So things with Miss B gradually got worse. The year of 2006 was pretty bad. She did come to see us some, usually with a friend. Which was okay with me, I just wanted to get to see her. Most of the time when she had a friend with her she didn’t do a whole lot with us, but just having her here made me happy. After our daughter Peanut was born, it took Miss B several weeks to be able to make the time to come see her. She did spend some time with us in the months after Peanut was born.
The year of 2007 was even worse than 2006. I don’t think we saw her 10 times the entire year. Then at Christmas time in 2007 I noticed that she had posted on MySpace (the way that her and I communicated) that she was now an Atheist. So, I told George about it. We were pretty upset because as Christians, this was a huge deal to us.

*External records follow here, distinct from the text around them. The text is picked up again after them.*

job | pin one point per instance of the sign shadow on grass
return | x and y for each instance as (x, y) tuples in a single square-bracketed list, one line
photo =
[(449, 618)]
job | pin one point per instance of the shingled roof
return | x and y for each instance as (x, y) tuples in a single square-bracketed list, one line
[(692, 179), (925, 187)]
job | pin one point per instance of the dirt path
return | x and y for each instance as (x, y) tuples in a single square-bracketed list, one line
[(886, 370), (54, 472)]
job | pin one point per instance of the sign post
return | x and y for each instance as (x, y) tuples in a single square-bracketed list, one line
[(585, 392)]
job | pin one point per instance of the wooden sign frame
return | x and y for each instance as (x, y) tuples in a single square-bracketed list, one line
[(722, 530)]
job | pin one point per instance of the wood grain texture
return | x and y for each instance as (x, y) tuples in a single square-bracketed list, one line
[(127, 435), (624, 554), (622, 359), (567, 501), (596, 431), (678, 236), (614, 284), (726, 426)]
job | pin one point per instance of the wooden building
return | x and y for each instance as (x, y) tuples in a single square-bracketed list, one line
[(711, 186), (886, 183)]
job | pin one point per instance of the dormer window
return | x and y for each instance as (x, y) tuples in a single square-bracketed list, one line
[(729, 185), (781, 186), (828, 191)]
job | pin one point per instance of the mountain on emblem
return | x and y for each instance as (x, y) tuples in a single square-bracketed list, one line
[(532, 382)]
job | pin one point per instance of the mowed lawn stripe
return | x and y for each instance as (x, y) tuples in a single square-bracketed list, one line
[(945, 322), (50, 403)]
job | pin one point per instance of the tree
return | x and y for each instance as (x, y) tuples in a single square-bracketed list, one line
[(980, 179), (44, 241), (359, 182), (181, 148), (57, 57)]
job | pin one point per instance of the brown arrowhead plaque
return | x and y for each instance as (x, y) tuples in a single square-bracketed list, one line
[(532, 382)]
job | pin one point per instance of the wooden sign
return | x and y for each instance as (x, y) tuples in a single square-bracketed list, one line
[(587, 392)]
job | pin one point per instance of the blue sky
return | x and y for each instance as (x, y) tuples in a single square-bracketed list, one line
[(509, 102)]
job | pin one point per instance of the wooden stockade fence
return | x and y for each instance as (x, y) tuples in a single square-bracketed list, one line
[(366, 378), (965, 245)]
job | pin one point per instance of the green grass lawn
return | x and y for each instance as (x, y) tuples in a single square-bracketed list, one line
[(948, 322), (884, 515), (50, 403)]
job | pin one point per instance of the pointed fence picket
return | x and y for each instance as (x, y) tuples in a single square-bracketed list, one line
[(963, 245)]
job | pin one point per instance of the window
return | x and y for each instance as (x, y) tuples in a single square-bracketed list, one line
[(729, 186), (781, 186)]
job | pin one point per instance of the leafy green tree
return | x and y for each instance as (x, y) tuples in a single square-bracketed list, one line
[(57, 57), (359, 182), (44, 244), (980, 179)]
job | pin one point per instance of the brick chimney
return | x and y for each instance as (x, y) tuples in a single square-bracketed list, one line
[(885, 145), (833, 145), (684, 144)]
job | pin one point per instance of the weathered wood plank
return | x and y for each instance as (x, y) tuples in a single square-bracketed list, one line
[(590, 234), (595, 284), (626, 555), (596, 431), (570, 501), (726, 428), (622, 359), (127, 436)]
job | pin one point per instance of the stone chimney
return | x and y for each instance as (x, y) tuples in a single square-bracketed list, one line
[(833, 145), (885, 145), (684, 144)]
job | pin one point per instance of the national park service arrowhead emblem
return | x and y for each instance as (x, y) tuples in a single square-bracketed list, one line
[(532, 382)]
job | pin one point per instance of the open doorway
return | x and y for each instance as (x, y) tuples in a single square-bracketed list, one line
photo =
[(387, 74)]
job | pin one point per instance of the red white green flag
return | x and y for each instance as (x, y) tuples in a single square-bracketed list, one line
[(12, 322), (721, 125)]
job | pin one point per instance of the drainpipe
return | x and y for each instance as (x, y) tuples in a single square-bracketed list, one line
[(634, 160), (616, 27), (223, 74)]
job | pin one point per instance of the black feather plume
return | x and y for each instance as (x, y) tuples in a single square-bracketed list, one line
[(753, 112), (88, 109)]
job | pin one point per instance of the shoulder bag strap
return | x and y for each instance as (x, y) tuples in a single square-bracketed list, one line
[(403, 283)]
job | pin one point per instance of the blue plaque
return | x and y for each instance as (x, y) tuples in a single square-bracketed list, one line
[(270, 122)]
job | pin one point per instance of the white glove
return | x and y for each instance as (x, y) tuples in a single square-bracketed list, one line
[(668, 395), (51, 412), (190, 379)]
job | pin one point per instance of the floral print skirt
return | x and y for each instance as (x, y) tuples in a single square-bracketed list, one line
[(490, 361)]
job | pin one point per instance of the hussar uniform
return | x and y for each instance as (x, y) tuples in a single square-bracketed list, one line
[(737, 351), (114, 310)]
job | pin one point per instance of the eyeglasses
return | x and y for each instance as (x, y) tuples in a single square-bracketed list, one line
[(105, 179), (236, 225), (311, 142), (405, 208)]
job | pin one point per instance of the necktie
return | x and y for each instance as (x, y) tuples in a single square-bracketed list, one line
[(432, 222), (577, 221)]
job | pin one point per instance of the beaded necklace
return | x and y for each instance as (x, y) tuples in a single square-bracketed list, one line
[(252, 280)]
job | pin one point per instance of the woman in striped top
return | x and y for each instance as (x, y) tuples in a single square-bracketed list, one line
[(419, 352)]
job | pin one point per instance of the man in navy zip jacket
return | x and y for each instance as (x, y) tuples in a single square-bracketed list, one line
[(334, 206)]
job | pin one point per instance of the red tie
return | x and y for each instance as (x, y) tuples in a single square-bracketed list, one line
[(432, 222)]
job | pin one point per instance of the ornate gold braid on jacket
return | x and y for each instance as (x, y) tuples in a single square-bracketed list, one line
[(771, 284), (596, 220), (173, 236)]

Looking back, I know that George should have cooled down before he called her, but he didn’t. They ended up arguing. In the end Miss B felt unloved and unaccepted, which is a terrible way for a teenager to feel. It isn’t at all how we feel about her- we love her and accept her no matter what. We just don’t agree with the choices she is making.
So, Miss B refused to see us at all. And since Crazy (Miss B’s mom) lets Miss B make all of her own choices, she didn’t have to see us if she didn’t want to. It was a quiet and sad Christmas without her. We didn’t see her again until February when she spent a weekend with us. Since then she has been to our house only a couple of times. Maybe 3 or 4 this entire year. We do drive to see her. Miss B lives in the same town as our parents live in, so whenever we visit them we try to see Miss B. She is usually too busy to make time of us though.
And it makes me sad, the way she is turning out.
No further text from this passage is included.